Chroniques

Trois questions à Stephen Gordon

Pour la première fois depuis 1976, le huard figurant sur la pièce d’un dollar canadien peut regarder dans les yeux le George Washington du fameux billet vert puisque la parité a été atteinte le 19 septembre. Cette fluctuation monétaire constitue bien sûr une conséquence directe de la baisse des taux d’intérêt du côté américain. Stephen Gordon, professeur au Département d’économique, avance quelques hypothèses pour mesurer l’impact de ce phénomène monétaire sur l’économie canadienne.

Q Pourquoi les consommateurs canadiens n’ont pas encore bénéficié de la hausse de leur canadienne sur le billet vert américain alors que beaucoup de biens viennent des États-Unis?

R  Normalement, l’augmentation de la devise canadienne devrait se traduire en baisse des prix. Cependant la procédure est lente, prend beaucoup de temps. Ce phénomène s’observe aussi pour les taux de change d’autres pays, ou lorsque la valeur du dollar canadien baisse, mais on ignore pourquoi. En fait, l’ajustement se fait surtout de façon rapide sur des marchés très concurrentiels comme celui du pétrole, ou dans les villes très proches de la frontière américaine, à Windsor par exemple. Sur de nombreux autres marchés, la négociation autour des prix a lieu une fois par an, dans le cas d’une ferme notamment qui s’engage par un contrat à vendre ses biens à un certain montant.

Q Quelles sont les conséquences de cette hausse du dollar pour un pays comme le Canada qui exporte beaucoup vers les États-Unis?

R  Il faut savoir que la valeur du dollar canadien a beaucoup monté grâce à la production pétrolière domestique. Le prix du baril a été multiplié par quatre depuis 2000. Il y a donc un déplacement du secteur manufacturier vers le secteur primaire. C’est un phénomène global et à long terme. Actuellement, tous les pays riches ont des difficultés avec leur production manufacturière car la Chine et l’Inde fabriquent des produits à moindre prix. Au Canada, les pertes d’emploi dans le secteur manufacturier ont été plus que compensées par des gains ailleurs, en informatique, dans la construction, dans les services. De plus, je pense qu’un des avantages d’un dollar canadien fort, c’est qu’il devient moins difficile d’acheter des équipements aux États-Unis. Voilà l’opportunité de s’équiper et d’utiliser des nouvelles technologies pour transformer le secteur manufacturier.
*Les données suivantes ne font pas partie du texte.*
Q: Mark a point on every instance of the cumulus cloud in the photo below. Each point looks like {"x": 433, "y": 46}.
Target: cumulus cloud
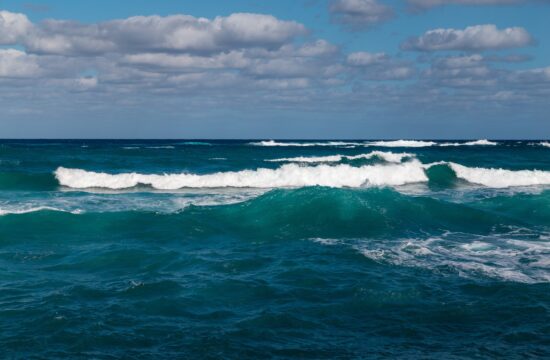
{"x": 177, "y": 33}
{"x": 379, "y": 66}
{"x": 359, "y": 14}
{"x": 461, "y": 71}
{"x": 472, "y": 38}
{"x": 13, "y": 27}
{"x": 17, "y": 64}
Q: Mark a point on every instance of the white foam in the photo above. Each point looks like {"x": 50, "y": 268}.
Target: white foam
{"x": 19, "y": 211}
{"x": 386, "y": 156}
{"x": 326, "y": 143}
{"x": 494, "y": 256}
{"x": 482, "y": 142}
{"x": 402, "y": 143}
{"x": 500, "y": 178}
{"x": 289, "y": 175}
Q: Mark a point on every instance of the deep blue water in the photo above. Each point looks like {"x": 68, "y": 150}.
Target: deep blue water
{"x": 246, "y": 249}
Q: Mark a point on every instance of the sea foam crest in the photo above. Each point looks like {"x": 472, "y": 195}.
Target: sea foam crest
{"x": 306, "y": 144}
{"x": 482, "y": 142}
{"x": 289, "y": 175}
{"x": 500, "y": 178}
{"x": 15, "y": 211}
{"x": 402, "y": 143}
{"x": 386, "y": 156}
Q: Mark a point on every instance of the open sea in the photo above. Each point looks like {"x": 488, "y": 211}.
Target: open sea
{"x": 269, "y": 249}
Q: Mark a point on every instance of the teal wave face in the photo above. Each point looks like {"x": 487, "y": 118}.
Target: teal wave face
{"x": 454, "y": 264}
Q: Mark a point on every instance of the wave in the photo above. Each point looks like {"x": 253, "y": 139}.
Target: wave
{"x": 381, "y": 143}
{"x": 19, "y": 211}
{"x": 402, "y": 143}
{"x": 497, "y": 256}
{"x": 290, "y": 175}
{"x": 294, "y": 175}
{"x": 500, "y": 178}
{"x": 298, "y": 144}
{"x": 197, "y": 143}
{"x": 386, "y": 156}
{"x": 483, "y": 142}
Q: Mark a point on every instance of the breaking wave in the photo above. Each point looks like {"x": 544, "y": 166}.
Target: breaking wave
{"x": 290, "y": 175}
{"x": 483, "y": 142}
{"x": 298, "y": 144}
{"x": 500, "y": 178}
{"x": 402, "y": 143}
{"x": 27, "y": 210}
{"x": 294, "y": 175}
{"x": 386, "y": 156}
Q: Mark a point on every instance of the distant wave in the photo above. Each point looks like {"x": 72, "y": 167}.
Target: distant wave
{"x": 381, "y": 143}
{"x": 294, "y": 175}
{"x": 501, "y": 178}
{"x": 483, "y": 142}
{"x": 325, "y": 143}
{"x": 386, "y": 156}
{"x": 198, "y": 143}
{"x": 402, "y": 143}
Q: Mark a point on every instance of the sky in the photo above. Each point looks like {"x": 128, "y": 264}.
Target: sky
{"x": 275, "y": 69}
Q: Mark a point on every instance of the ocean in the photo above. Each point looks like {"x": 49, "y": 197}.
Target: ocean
{"x": 205, "y": 249}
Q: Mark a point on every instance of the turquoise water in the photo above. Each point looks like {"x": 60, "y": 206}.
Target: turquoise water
{"x": 243, "y": 249}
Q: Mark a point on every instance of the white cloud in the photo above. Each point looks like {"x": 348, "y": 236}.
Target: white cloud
{"x": 472, "y": 38}
{"x": 359, "y": 14}
{"x": 17, "y": 64}
{"x": 180, "y": 33}
{"x": 379, "y": 66}
{"x": 13, "y": 27}
{"x": 363, "y": 58}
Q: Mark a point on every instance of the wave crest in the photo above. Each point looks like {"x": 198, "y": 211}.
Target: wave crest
{"x": 386, "y": 156}
{"x": 290, "y": 175}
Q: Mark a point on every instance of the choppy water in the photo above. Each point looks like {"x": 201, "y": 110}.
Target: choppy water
{"x": 249, "y": 249}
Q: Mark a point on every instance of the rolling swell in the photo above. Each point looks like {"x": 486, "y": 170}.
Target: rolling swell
{"x": 27, "y": 181}
{"x": 295, "y": 175}
{"x": 299, "y": 213}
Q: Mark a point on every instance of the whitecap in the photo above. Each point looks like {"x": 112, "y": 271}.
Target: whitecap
{"x": 386, "y": 156}
{"x": 289, "y": 175}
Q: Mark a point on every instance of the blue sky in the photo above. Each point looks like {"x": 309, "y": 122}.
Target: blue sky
{"x": 275, "y": 69}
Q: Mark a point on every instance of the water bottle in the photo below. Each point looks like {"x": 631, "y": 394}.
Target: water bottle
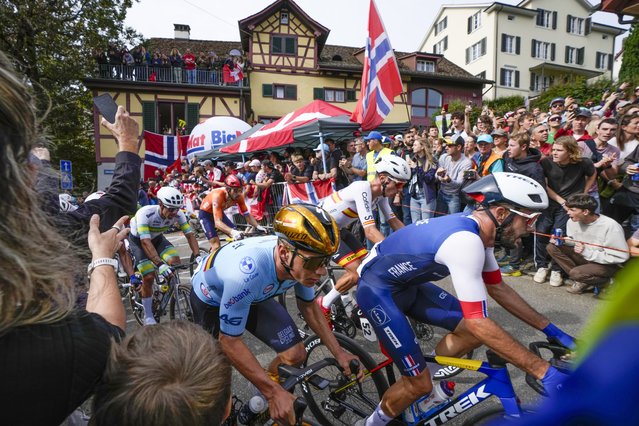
{"x": 441, "y": 394}
{"x": 558, "y": 233}
{"x": 254, "y": 407}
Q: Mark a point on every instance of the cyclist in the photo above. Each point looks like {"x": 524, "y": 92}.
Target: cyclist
{"x": 395, "y": 282}
{"x": 233, "y": 290}
{"x": 152, "y": 251}
{"x": 211, "y": 213}
{"x": 357, "y": 201}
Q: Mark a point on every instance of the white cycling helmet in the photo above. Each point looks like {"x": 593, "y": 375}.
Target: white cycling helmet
{"x": 170, "y": 197}
{"x": 94, "y": 196}
{"x": 512, "y": 188}
{"x": 395, "y": 166}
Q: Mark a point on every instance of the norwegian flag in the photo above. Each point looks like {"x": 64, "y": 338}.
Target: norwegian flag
{"x": 162, "y": 151}
{"x": 310, "y": 192}
{"x": 381, "y": 81}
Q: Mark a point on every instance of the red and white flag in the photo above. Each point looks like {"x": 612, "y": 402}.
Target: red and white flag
{"x": 381, "y": 81}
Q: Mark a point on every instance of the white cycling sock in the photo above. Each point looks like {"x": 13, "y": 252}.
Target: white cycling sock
{"x": 330, "y": 298}
{"x": 147, "y": 302}
{"x": 378, "y": 418}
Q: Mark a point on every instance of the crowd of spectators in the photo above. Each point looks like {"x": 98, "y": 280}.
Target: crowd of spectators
{"x": 138, "y": 64}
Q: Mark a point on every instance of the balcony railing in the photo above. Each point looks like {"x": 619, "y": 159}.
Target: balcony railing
{"x": 164, "y": 75}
On pourrait se diriger vers des productions de type Blackberry, un article de haute technologie.

Q Selon plusieurs spécialistes, la baisse du dollar américain annonce une récession économique aux États-Unis. Est-ce que le Canada pourrait être touché?

R  Oui, mais pas autant qu’avant. Par le passé, notre croissance reposait sur une hausse des exportations vers les marchés américains et tout arrêt de leur consommation nous affectait. Depuis 2000 ou 2001, le volume de nos exportations est assez constant, et l’économie canadienne dépend donc moins de l’état de l’économie américaine. Lors des précédentes récessions aux États-Unis, le prix du pétrole diminuait. Ce n’est plus le cas aujourd’hui car la Chine et les pays en voie de développement sont demandeurs et l’offre en hydrocarbure connaît des difficultés. Les prix dans ce secteur vont donc rester élevés et nos exportations énergétiques continueront. Par contre, l’augmentation du dollar constitue une mauvaise nouvelle pour le secteur forestier. Toutefois, cela représente une part assez faible de l’économie en général, même s’il fait vivre plusieurs communautés.